The United States has responded by leaning on nations to not join the bank.
It’s not working. First, Britain joined the bank despite heavy US pressure:
The White House has issued a pointed statement declaring it hopes and expects the UK will use its influence to ensure that high standards of governance are upheld in a new Chinese-led investment bank that Britain is to join.
In a rare public breach in the special relationship, the White House signalled its unease at Britain’s decision to become a founder member of the Asian Infrastructure Investment Bank (AIIB) by raising concerns about whether the new body would meet the standards of the World Bank.
The $50bn (£33.5bn) bank, which is designed to provide infrastructure funds to the Asia-Pacific region, is viewed with great suspicion by Washington officials, who see it as a rival to the World Bank. They believe Beijing will use the bank to extend its soft power in the region.
The White House statement reads: “This is the UK’s sovereign decision. We hope and expect that the UK will use its voice to push for adoption of high standards.”
George Osborne – who has discussed the decision to become a founder member of the investment bank with his US counterpart, Jack Lew – has been the driving force behind developing closer economic ties between Britain and China. The chancellor has led the way in encouraging Chinese investment in the next generation of civil nuclear power plants in the UK and he ensured that the City of London would become the base for the first clearing house for the yuan outside Asia.
The US administration made clear in no uncertain terms its displeasure about Osborne’s decision to join the AIIB. A US official told the Financial Times: “We are wary about a trend toward constant accommodation of China, which is not the best way to engage a rising power.”
Britain was unsurprised by the decision of the US administration to air its concerns in public after the formal announcement that the UK would join the new investment bank. Sources said, in addition to the talks about British plans between the chancellor and the US treasury secretary, British and US officials have been in regular contact ahead of the announcement. UK officials say that, by joining the bank as a founding member, Britain will be able to shape the new institution.
In its statement to the Guardian, the White House national security council said: “Our position on the AIIB remains clear and consistent. The United States and many major global economies all agree there is a pressing need to enhance infrastructure investment around the world. We believe any new multilateral institution should incorporate the high standards of the World Bank and the regional development banks.
And then a week later, France, Germany and Italy joined the AIIB:
A senior US diplomat said it was up to individual countries to decide on joining a new China-led lending body, as media reports said France, Germany and Italy have agreed to follow Britain’s lead and join the Asian Infrastructure Investment Bank (AIIB).
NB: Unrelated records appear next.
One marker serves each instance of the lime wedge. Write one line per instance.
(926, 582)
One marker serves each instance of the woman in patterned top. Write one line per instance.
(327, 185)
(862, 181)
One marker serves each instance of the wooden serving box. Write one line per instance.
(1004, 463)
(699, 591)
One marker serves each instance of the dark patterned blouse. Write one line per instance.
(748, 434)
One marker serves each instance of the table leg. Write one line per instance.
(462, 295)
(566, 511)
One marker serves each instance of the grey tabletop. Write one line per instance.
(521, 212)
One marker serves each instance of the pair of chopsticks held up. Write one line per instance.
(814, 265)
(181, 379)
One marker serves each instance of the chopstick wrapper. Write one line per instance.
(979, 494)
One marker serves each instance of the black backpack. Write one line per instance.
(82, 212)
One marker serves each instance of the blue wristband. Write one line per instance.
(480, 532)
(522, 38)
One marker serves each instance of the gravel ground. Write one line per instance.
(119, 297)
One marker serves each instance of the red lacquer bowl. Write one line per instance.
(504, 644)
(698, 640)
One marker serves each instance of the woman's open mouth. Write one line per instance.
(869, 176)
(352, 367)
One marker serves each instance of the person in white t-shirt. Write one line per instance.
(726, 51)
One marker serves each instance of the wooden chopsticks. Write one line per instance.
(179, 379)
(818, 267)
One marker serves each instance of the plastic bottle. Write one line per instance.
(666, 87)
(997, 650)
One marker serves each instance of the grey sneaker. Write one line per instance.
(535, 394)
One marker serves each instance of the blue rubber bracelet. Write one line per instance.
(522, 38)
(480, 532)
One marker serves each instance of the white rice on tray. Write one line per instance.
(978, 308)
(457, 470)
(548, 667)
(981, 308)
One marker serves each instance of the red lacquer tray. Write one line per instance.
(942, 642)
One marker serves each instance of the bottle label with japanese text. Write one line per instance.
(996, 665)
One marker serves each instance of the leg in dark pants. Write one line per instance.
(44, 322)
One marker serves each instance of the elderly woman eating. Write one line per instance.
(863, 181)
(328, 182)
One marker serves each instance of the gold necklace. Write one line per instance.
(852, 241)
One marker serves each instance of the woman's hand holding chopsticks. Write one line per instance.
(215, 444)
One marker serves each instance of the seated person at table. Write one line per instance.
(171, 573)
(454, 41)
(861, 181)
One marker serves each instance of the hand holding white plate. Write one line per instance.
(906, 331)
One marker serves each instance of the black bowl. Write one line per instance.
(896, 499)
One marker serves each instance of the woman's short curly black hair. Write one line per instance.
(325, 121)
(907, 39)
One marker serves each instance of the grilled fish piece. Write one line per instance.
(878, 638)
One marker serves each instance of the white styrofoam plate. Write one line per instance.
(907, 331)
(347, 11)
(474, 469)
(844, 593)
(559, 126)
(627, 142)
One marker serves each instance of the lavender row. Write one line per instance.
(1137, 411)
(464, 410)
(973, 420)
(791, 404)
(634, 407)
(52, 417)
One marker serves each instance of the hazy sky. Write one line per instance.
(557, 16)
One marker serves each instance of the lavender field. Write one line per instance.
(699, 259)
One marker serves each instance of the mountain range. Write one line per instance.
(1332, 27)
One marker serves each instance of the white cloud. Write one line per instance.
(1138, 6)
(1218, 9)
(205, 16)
A growing number of close allies were ignoring Washington’s pressure to stay out of the institution, the Financial Times reported, in a setback for US foreign policy.
In China the state-owned Xinhua news agency said South Korea, Switzerland and Luxembourg were also considering joining.
The Financial Times, quoting European officials, said the decision by the four countries to become members of the AIIB was a blow for Washington, which has questioned if the new bank will have high standards of governance and environmental and social safeguards.
The bank is also seen as contributing to the spread of China’s “soft power” in the region, possibly at the expense of the United States.
On Tuesday Washington’s top diplomat for east Asia signalled that the concerns about the AIIB remained but the decision on whether to join was up to individual nations.
“Our messaging to the Chinese consistently has been to welcome investment in infrastructure but to seek unmistakable evidence that this bank … takes as its starting point the high watermark of what other multilateral development banks have done in terms of governance,” US regional assistant secretary of state Daniel Russel said in Seoul.
If you think that this is really about transparency in the new bank, I have some of Saddam Hussein’s weapons of mass destruction that I want to sell you.
This is about the US maintaining hegemony over international financial institutions.
The maintenance of hegemonic control of international institutions, along with the maintenance of an overwhelming military force, seem to be the paramount goals of the United States.
It is also unsustainable.
If America’s poodle, the UK, ignored US pressure to join this bank, it is clear that the “Unipolar World” edifice created following the fall of the USSR is a model that the rest of the world is no longer willing to tolerate.
If the US is forced to go it alone on everything, we will eventually run out of the resources to destabilize unfriendly regimes, rain down Hellfire missiles from drones, prop up despots, and invade other countries.
It would be much better if the military and foreign policy establishment in the United States realized this, and went forward with a transition to a more sustainable, and more humane, path, but I am not holding my breath on that one.